Why Oil Underperformed in 2025

The primary culprit for the 2025 slump was a “lopsided” balance sheet. While the world was expected to be oversupplied, the sheer scale of the surplus caught many off guard. Non-OPEC+ production, led by a record-breaking 13.6 million barrels per day from the US, effectively neutralized every attempt by Saudi Arabia to prop up prices.

Furthermore, the “China factor” underwent a structural change. For decades, China drove oil demand. But in 2025, its electric vehicles became more popular, and the property market struggled. This dragged China’s demand growth to less than half of what it used to be, according to World Bank data.

Oil Price 2026 Outlook

Looking to 2026, fortunes could change if demand rebounds or supply is curtailed, but forecasts suggest continued pressure. The EIA Short-Term Energy Outlook projects Brent will average $55 per barrel, with similar prices throughout the year, because of rising inventories.

Reuters has recently predicted that the risk of a supply glut in 2026 is still there, with prices in the mid-$50s to low-$60s, as non-OPEC output increases. There could be opportunities if OPEC+ cuts production or if there are geopolitical problems in the Middle East, which could tighten markets and raise prices, according to analyses from Oilprice.com. A rise in demand from emerging economies or policy changes could also improve things.

But, there are risks. J.P. Morgan warns that too much supply could push Brent below $50, possibly returning to prices as low as during COVID. Economic slowdowns, especially in China, and unchecked production from the Americas could also lower prices.

Goldman Sachs says that Russia is a key factor, with potential to lower forecasts. Also, potential peace agreements in Ukraine or changes in Russian sanctions could flood the market with more sanctioned oil that is currently stored on tankers. Basically, while there may be some chances for improvement, the industry needs to be careful this year.

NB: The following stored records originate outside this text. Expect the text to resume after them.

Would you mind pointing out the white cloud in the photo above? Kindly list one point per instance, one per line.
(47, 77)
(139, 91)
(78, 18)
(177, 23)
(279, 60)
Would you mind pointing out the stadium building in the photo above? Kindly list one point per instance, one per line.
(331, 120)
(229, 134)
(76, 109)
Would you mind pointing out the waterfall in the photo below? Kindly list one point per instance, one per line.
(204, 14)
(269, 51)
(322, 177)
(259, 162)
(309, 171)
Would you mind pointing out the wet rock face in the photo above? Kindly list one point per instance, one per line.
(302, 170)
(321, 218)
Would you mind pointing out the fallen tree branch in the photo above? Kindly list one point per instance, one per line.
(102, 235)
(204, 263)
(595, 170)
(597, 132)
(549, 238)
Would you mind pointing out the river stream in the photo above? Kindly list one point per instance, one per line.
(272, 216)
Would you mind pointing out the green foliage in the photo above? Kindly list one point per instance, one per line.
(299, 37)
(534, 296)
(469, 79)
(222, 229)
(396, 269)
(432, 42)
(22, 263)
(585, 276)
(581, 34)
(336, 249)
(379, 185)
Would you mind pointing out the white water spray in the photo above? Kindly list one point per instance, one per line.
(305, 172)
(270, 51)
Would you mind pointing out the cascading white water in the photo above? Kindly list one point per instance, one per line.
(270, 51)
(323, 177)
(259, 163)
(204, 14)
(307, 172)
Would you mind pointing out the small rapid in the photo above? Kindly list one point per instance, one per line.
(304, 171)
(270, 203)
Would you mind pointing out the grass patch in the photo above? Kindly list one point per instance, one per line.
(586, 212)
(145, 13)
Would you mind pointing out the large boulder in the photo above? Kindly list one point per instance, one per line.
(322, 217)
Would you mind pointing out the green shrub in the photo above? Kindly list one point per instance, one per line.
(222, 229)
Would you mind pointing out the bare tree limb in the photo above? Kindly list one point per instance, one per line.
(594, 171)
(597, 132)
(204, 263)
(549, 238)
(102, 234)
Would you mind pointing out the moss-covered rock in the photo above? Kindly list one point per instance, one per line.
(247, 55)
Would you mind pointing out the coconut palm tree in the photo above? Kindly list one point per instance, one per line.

How did China impact the oil market this year?

China’s role as the world’s biggest source of demand changed significantly in 2025. A struggling housing market and more people using electric and hybrid cars caused much less oil consumption growth than before.

What’s geopolitical risk premium on oil price, and why did it disappear?

It’s the added cost in oil prices due to worries about supply issues from conflicts. In 2025, this extra cost went away because oil shipments stayed steady, even with issues in the Middle East and Ukraine.

What are the main risks for crude oil demand and price in 2026?

Oversupply and rising inventories could push prices below $50, exacerbated by economic slowdowns in China and unchecked production, as warned by J.P. Morgan and Goldman Sachs analyses.